Les effets de la vente amiable
Les effets d’une vente volontaire
La vente amiable sur autorisation du juge produit tous les effets d’une vente classique. Tous, à l’exception de la rescision pour lésion. En effet, l’acheteur ne peut pas demander la rescision (annulation) de la vente au motif qu’il a été lésé de plus de sept douzièmes dans le prix d’un immeuble (lésion).
La purge des inscriptions
La vente amiable purge de plein droit l’immeuble de toute hypothèque et de tout privilège du chef du débiteur.
Toutefois, la purge des inscriptions n’emporte pas automatiquement leur radiation. Celle-ci sera ordonnée ultérieurement par le jugement constatant la réalisation de la vente amiable.
C’est très perturbant pour le notaire, qui aura l’impression d’enregistrer une vente sans procéder à la radiation des inscriptions.
Le jugement constatant la vente amiable… ou son échec
A l’audience de rappel, le juge vérifie que la vente aux conditions fixées dans le jugement autorisant la vente amiable. Il contrôle également la consignation du prix de vente entre les mains de la Caisse des dépôts et consignation.

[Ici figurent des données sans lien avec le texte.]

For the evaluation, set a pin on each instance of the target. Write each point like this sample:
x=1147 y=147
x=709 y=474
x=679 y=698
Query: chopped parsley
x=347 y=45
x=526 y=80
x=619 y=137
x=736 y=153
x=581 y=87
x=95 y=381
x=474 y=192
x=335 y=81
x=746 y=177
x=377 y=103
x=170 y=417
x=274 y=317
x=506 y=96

Une fois ces vérifications terminées, il ordonne la radiation des inscriptions d’hypothèque et de privilège prises du chef du débiteur.

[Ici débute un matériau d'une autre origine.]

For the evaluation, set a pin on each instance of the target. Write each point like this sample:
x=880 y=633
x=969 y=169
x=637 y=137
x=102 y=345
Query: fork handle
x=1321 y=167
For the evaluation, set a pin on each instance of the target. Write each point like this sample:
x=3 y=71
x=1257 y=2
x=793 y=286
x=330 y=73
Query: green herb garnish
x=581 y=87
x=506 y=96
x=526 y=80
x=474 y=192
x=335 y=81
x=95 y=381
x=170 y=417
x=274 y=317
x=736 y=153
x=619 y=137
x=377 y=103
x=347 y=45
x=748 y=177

Cette diligence, habituellement réalisée par le notaire au moment de la vente, est ici réalisée par juge lorsqu’il contrôle la vente. Ce décalage dans le temps ne doit pas intimider le notaire ou dissuader l’acheteur, il est normal et sans danger.
Si la vente amiable n’a pas été réalisée, ou à de mauvaises conditions, le juge ordonne la vente forcée. Une date d’audience d’adjudication est alors fixée.
Conclusion
La vente amiable permet au débiteur de maîtriser le prix de vente. En effet, il échappe à l’aléa des enchères. Le lecteur devra toutefois avoir deux choses à l’esprit.
Tout d’abord, la tension du marché immobilier a conduit beaucoup de personnes à s’orienter vers les enchères. Cet afflux a entraîné une tension du marché des enchères, qui rejoint progressivement le prix du marché classique dans certaines zones (Paris en tête).
Ensuite, la vente amiable ne permet pas au débiteur d’être payé rapidement. En effet, si le prix de vente est supérieur au montant de ses dettes, le solde sera bloqué pendant des mois. Celui-ci sera distribué à l’issue d’une deuxième phase de la procédure de saisie immobilière, appelée distribution du prix.
C’est certainement l’effet le plus délétère et destructif de la saisie immobilière. Le débiteur n’aura plus accès à ses liquidités pendant des mois, voir des années.
Seule l’intervention d’un avocat permet d’éviter cette issue malheureuse. En effet, il existe des solutions pour palier à cette problématique.